Photo by Mark Dawursk
Interview with guitarist and vocalist Stavros Giannopoulos | By Morgan Y. Evans
Chicago’s The Atlas Moth continue to be one of the bolder, freer thinking outfits in rock with their third full-length release The Old Believer on Profound Lore Records. This record is a post-metal must-hear in 2014, a complete experience that will seep into even your deepest dreams.
How does it feel to be at this juncture with the Atlas Moth?
It’s a trip, for sure. We all basically gave up on having regular lives to do this band full time. There were a lot of dark times – both personally and within the band – during the last eight years, but we never gave up on this. It’s always something we have believed in, and it’s incredible to see the hard work we have put into this pay off like it has. We are far from where we want to be, but it’s a great time to be in The Atlas Moth right now.
How does The Old Believer represent your journey as a band?
We have been through an incredible amount of turmoil since we started this band. Matter of fact, when I initially started this band with our old drummer, it was born out of turmoil and complete upheaval. I feel like all that has happened between An Ache for the Distance and The Old Believer brought us to this point, though, and I feel like we have delivered our most personal record yet. It was very cathartic for us.
What inspired the cover art that changes in water? Does it get funky after it dries off?
It came from Storm Thorgerson’s artwork for Zeppelin’s In Through the Out Door. That cover, unbeknownst to most, changed from a sepia tone image to full color with water. I got in touch with the pressing plant that does all of PFL’s releases, and we tried to track down that particular paper stock, but we stumbled upon the one we used and thought it was even cooler. It actually dries back up nicely, and can be used over and over.
You’ve said you “found yourselves” as a band on An Ache For The Distance. Do you feel like you pretty much know what you want from the Atlas Moth now or are you still going to throw curveballs as the muse dictates?
We have never walked into writing sessions and said, “I want to try to write a song like name-band-here”. We have always been the kinda of band who just let this flow and do what felt natural. Sometimes shit works, sometimes it doesn’t but we don’t put any limitations on what we write. With Ache came a lot of confidence in who we are and what we do best and I think that shines through the most on The Old Believer.
There are many wonderful guests on this record. How did they become involved?
Well, [guitarist] Marcus [Eliopulos] from Stabbing Westward is actually [guitarist and synth player] Andrew [Ragin]’s brother in law. When Andrew had to sit out a few short tours we did in 2012, Marcus actually filled in for him. He’s been a friend of ours for a long time, and it was a no brainer for us to have him play on the record. Not to mention, he’s pretty much an honorary member of the band. Subrosa put out a record last year that we all loved to death, and when the thought of having a string section on the record came up, they were an obvious choice. Bruce Lamont [from Yakuza] is another old friend from Chicago, and it’s actually pretty shocking he HASN’T made an appearance on one of our records yet. We made friends with the Gojira crew when we toured with them last year as well, and they are very supportive of what we do. They handpicked us to open that tour, and it was an honor to play with them every night. When they were on tour with Slayer last fall, it just happened to fall right when we were recording. So we invited them and their entire crew back to the studio Andrew works out of, and had a party/recording session.

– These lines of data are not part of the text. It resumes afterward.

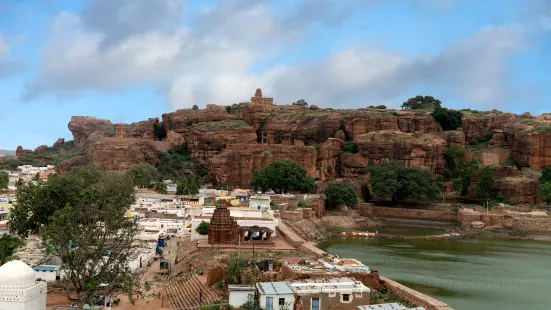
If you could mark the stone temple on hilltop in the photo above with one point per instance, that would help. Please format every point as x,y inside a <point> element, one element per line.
<point>18,288</point>
<point>258,99</point>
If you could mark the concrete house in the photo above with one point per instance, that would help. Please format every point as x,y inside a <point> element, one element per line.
<point>275,296</point>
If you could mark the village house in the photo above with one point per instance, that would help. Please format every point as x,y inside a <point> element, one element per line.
<point>314,294</point>
<point>259,202</point>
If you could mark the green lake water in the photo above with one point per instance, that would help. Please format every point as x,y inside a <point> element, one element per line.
<point>466,274</point>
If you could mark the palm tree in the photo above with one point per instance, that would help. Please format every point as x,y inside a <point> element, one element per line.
<point>8,245</point>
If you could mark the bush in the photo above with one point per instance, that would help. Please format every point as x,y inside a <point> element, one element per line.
<point>349,147</point>
<point>447,118</point>
<point>203,228</point>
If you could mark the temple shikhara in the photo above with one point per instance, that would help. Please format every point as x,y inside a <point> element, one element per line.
<point>223,229</point>
<point>258,99</point>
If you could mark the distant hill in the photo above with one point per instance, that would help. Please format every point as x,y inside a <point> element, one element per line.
<point>7,152</point>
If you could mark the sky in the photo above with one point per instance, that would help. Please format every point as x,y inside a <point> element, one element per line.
<point>129,60</point>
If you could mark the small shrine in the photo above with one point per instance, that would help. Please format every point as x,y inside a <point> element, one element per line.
<point>223,228</point>
<point>258,99</point>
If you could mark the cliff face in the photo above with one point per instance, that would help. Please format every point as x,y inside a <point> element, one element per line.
<point>119,154</point>
<point>235,142</point>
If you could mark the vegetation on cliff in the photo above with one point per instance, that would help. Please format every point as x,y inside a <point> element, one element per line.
<point>283,176</point>
<point>391,180</point>
<point>49,156</point>
<point>340,193</point>
<point>81,217</point>
<point>177,161</point>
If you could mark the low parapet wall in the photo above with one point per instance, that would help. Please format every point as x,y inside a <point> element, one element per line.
<point>414,296</point>
<point>368,209</point>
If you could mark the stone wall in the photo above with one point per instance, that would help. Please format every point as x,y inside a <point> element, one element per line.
<point>414,296</point>
<point>368,209</point>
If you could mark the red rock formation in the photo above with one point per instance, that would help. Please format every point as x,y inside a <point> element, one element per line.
<point>119,154</point>
<point>142,130</point>
<point>237,163</point>
<point>40,148</point>
<point>66,165</point>
<point>59,142</point>
<point>515,186</point>
<point>20,151</point>
<point>423,150</point>
<point>84,127</point>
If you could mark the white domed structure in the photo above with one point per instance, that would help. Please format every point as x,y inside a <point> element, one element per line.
<point>18,288</point>
<point>18,273</point>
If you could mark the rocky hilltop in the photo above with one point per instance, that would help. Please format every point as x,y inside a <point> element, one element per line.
<point>233,142</point>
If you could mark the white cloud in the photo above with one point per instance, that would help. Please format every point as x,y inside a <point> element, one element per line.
<point>213,61</point>
<point>4,48</point>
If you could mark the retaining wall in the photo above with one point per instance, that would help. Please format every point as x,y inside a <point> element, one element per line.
<point>414,296</point>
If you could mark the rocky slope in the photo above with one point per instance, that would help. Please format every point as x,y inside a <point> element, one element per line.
<point>233,145</point>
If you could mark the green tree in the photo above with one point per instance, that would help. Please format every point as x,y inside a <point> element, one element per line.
<point>465,176</point>
<point>301,102</point>
<point>485,184</point>
<point>4,179</point>
<point>283,176</point>
<point>340,193</point>
<point>349,147</point>
<point>8,245</point>
<point>447,118</point>
<point>545,192</point>
<point>160,187</point>
<point>188,185</point>
<point>143,175</point>
<point>455,159</point>
<point>422,102</point>
<point>394,181</point>
<point>203,228</point>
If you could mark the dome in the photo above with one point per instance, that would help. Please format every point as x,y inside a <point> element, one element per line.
<point>16,272</point>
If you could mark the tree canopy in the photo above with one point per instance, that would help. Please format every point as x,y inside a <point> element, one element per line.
<point>143,175</point>
<point>393,181</point>
<point>283,176</point>
<point>8,245</point>
<point>485,184</point>
<point>83,222</point>
<point>422,102</point>
<point>447,118</point>
<point>301,102</point>
<point>4,179</point>
<point>340,193</point>
<point>188,185</point>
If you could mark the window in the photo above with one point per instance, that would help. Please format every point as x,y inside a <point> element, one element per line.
<point>269,303</point>
<point>315,304</point>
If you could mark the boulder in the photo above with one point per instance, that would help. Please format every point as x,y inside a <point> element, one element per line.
<point>65,166</point>
<point>40,148</point>
<point>82,127</point>
<point>59,142</point>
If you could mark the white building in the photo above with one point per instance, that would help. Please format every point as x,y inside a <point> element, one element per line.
<point>240,294</point>
<point>275,295</point>
<point>259,202</point>
<point>18,288</point>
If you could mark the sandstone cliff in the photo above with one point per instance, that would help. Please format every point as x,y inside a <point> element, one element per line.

Are you excited to tour with Boris and SubRosa?
We have actually tried to tour with Boris for a few years now, and it has finally come to fruition, so we are super excited to finally be out with them. SubRosa are friends of ours, and it’s great to see them finally make it out to the East Coast. I don’t think they ever have. It’s awesome to have them along for the trek with us!
You started a record label, correct?
Yes, I did! Last year, a couple friends of mine, Rob and John McKinney, joked around about starting a label so we could get free records. At the moment, I’d say that it’s more for fun and we’ll see how it works out in the future, but we plan to release some rad records this year. The only thing currently on our slate is The Proselyte, a super rad band from Boston. Everyone should check them out. I’ve been a huge fan since we first met them way back in 2011, and they keep getting better and better.
The lyrics about “Mother Ayahuasca” from “Sacred Vine” are powerful. Is “save me from my own demise” about tripping as an acceptance of death?
I tend to lean more towards the acceptance of life, rather than death. All of my hallucinogenic experiences made me wake up the next day feeling like a new man.
Was it hard to record these vocals, since they are so emotional?
This was definitely a hard album to record and write. It’s very, very personal, and references a lot of really hard times we suffered through since we put out our last record. I definitely had a hard time recording some of the vocals, as it was really hard to keep my composure a lot of the time. Listening to it now, I feel like the experience was great for me. It helped me out in one of the darkest times of my entire life, and my hope is that someone else who is going through a hard time can spin the record and get something out of it too. That would be the ultimate victory with this record.